At the same time, US-led peace efforts have failed to gain traction, while Middle East tensions and US trade tariffs are diverting global focus away from Ukraine’s calls for greater diplomatic and economic pressure on Russia.
Brussels warns of long-term Russian aggression in Europe
Meanwhile, the European Union (EU) says that Russia poses a direct threat to the bloc through acts of sabotage and cyberattacks, while its massive military spending suggests Moscow also plans to use the armed forces elsewhere in the future.
“Russia is already a direct threat to the European Union….This is a long-term plan for a long-term aggression. You don’t spend that much on military if you do not plan to use it,” Kallas told EU lawmakers in Strasbourg, France, as she listed a series of Russian airspace violations, provocative military exercises, and attacks on energy grids, pipelines and undersea cables.
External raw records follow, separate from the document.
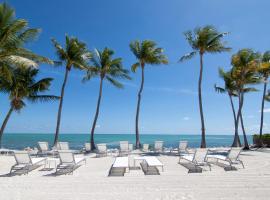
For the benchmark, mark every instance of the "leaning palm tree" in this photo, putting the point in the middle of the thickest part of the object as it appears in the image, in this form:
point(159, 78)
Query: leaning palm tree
point(14, 34)
point(204, 40)
point(264, 71)
point(75, 54)
point(146, 52)
point(22, 86)
point(106, 68)
point(230, 89)
point(244, 72)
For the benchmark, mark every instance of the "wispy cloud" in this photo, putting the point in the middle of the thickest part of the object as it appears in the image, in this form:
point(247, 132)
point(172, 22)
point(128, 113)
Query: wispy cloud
point(186, 118)
point(266, 110)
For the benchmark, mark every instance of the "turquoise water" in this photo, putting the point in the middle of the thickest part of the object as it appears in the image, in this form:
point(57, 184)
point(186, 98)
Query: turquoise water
point(76, 141)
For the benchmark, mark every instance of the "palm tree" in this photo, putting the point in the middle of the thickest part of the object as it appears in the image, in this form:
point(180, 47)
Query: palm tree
point(14, 34)
point(264, 71)
point(146, 52)
point(75, 54)
point(105, 67)
point(204, 40)
point(22, 86)
point(245, 65)
point(230, 89)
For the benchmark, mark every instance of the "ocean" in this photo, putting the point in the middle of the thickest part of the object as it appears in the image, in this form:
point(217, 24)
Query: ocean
point(76, 141)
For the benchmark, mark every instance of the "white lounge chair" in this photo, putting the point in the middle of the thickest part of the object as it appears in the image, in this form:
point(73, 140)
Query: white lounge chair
point(130, 147)
point(63, 146)
point(145, 148)
point(87, 147)
point(119, 167)
point(69, 161)
point(150, 165)
point(25, 162)
point(124, 148)
point(101, 150)
point(196, 159)
point(43, 149)
point(232, 156)
point(182, 148)
point(158, 147)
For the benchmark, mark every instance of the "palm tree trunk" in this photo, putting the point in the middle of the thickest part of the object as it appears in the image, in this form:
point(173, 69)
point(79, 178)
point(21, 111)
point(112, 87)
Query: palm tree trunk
point(138, 144)
point(96, 115)
point(203, 142)
point(234, 114)
point(4, 125)
point(60, 108)
point(246, 145)
point(236, 141)
point(262, 108)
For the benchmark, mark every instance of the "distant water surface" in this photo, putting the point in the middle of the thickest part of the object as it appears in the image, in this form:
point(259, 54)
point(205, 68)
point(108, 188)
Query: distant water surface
point(76, 141)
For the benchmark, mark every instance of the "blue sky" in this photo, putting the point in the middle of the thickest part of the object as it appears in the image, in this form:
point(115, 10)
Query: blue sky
point(169, 102)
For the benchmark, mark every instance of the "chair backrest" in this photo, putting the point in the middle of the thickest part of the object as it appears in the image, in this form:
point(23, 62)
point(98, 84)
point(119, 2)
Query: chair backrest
point(158, 145)
point(22, 157)
point(87, 146)
point(43, 146)
point(102, 147)
point(124, 146)
point(145, 147)
point(234, 153)
point(66, 156)
point(183, 145)
point(130, 147)
point(63, 145)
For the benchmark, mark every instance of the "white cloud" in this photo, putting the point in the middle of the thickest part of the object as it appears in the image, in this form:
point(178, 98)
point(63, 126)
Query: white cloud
point(266, 110)
point(186, 118)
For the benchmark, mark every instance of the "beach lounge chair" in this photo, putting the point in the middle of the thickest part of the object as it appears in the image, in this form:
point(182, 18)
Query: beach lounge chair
point(130, 147)
point(63, 146)
point(124, 148)
point(150, 165)
point(87, 147)
point(195, 159)
point(145, 148)
point(182, 148)
point(101, 150)
point(158, 147)
point(25, 162)
point(232, 156)
point(43, 149)
point(68, 161)
point(119, 167)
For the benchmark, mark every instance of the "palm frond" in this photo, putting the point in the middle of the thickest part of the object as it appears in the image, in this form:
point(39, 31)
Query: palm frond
point(187, 56)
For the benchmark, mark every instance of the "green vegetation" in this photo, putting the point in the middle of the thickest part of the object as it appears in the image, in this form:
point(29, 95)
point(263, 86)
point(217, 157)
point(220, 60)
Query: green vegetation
point(204, 40)
point(145, 52)
point(104, 67)
point(18, 71)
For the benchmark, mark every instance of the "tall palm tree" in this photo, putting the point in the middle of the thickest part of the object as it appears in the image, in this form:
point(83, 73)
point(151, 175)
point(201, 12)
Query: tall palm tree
point(14, 34)
point(146, 52)
point(75, 54)
point(245, 65)
point(22, 86)
point(204, 40)
point(106, 68)
point(230, 89)
point(264, 71)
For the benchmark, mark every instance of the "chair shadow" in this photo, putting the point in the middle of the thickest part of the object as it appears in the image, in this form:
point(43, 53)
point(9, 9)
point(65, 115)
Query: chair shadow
point(20, 172)
point(149, 170)
point(63, 171)
point(224, 166)
point(191, 167)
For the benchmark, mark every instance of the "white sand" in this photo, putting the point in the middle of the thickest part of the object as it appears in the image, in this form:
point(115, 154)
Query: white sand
point(91, 182)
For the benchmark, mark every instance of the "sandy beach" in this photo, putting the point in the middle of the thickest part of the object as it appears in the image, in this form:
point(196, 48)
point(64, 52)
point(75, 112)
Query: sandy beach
point(90, 181)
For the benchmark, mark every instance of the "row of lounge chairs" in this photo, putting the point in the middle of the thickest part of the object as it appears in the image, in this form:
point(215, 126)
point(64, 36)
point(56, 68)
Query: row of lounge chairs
point(67, 161)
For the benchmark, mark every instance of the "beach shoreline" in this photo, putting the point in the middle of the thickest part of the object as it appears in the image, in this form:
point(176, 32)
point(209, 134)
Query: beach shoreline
point(90, 181)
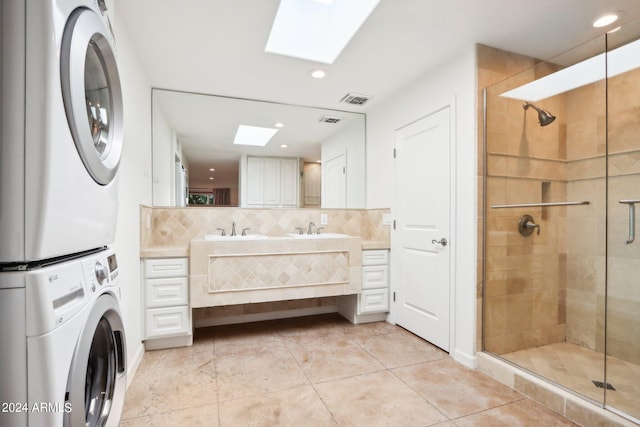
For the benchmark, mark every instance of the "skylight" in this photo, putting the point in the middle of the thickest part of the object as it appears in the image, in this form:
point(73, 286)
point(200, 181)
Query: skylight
point(253, 135)
point(317, 30)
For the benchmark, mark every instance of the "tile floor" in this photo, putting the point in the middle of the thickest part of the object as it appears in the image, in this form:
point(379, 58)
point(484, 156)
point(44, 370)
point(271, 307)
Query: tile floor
point(577, 367)
point(319, 371)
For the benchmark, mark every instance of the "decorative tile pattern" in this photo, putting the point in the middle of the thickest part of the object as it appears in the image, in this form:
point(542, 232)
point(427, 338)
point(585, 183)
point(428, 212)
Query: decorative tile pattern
point(261, 271)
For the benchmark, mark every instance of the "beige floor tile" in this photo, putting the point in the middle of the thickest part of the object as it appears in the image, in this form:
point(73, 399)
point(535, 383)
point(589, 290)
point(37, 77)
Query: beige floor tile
point(247, 344)
point(253, 374)
point(171, 387)
point(399, 348)
point(576, 368)
point(377, 399)
point(299, 406)
point(454, 389)
point(199, 416)
point(525, 413)
point(317, 371)
point(331, 358)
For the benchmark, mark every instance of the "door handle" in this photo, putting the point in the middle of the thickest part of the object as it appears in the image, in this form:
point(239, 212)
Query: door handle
point(442, 242)
point(632, 219)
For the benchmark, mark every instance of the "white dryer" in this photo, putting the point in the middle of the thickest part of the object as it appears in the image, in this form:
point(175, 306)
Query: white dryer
point(63, 359)
point(61, 128)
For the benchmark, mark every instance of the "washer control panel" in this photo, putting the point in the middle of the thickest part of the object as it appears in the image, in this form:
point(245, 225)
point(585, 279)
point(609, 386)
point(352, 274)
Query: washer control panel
point(57, 292)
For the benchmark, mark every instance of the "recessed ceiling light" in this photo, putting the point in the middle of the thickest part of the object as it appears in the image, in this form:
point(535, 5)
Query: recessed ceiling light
point(605, 20)
point(253, 135)
point(316, 30)
point(318, 74)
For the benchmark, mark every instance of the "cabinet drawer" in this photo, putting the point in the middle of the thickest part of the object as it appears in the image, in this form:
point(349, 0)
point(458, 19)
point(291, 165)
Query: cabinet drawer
point(373, 301)
point(166, 267)
point(163, 322)
point(375, 257)
point(375, 276)
point(166, 292)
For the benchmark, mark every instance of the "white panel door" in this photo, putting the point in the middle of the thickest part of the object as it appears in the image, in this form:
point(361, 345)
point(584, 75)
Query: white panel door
point(421, 249)
point(335, 191)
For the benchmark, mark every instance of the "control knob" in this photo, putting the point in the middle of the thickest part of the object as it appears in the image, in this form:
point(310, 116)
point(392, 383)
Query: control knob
point(101, 273)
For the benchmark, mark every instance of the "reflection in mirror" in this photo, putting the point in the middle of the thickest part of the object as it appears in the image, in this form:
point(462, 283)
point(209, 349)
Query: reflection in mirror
point(315, 158)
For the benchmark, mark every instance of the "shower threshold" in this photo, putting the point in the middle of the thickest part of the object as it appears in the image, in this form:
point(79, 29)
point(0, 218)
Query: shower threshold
point(563, 382)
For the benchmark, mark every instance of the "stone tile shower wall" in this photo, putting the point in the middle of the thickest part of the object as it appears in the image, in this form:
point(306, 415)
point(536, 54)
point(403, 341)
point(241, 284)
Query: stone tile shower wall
point(549, 288)
point(525, 289)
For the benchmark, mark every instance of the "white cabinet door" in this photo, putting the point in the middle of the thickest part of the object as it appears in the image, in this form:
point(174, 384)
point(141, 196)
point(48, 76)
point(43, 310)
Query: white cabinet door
point(271, 182)
point(255, 181)
point(289, 182)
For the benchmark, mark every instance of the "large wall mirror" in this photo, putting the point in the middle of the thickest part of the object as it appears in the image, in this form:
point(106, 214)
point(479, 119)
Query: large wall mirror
point(316, 158)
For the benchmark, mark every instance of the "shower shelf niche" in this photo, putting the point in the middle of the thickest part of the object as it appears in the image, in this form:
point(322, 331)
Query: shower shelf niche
point(535, 205)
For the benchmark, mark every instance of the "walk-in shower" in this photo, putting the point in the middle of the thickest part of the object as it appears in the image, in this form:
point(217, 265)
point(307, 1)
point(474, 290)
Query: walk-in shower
point(561, 285)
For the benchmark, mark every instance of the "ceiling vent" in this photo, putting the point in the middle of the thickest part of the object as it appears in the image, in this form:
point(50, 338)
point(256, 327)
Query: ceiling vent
point(355, 99)
point(329, 119)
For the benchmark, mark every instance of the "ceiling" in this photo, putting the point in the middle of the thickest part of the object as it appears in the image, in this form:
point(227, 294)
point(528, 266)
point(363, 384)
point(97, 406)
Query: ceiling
point(217, 46)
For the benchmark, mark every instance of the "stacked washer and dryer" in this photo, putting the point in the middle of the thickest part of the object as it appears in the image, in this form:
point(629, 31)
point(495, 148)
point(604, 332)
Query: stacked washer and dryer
point(62, 341)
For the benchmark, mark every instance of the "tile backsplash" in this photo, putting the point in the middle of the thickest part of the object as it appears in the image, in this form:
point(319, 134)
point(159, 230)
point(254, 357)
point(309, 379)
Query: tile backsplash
point(176, 227)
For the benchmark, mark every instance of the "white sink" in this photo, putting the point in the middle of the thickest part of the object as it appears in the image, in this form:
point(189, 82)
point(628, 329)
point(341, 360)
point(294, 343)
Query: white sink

Kallas noted that Russia is already spending more on defence than the EU’s 27 nations combined, and this year will invest more “on defence than its own health care, education and social policy combined.”
‘Russia could be ready to attack NATO members in 5 years’
NATO Secretary-General Mark Rutte has said that Russia is producing as many weapons and ammunition in three months as the 32 allies together make in a year. He believes that Russia could be in a position to launch an attack on a NATO ally by the end of the decade.
Concern is mounting in Europe that Russia could try to test NATO’s Article 5 security guarantee, the pledge that an attack on any one of the allies would be met with a collective response from all 32.
In 2021, NATO allies acknowledged that significant and cumulative cyberattacks might, in certain circumstances, also be considered an armed attack that could lead them to invoke Article 5, but so far no action has been taken.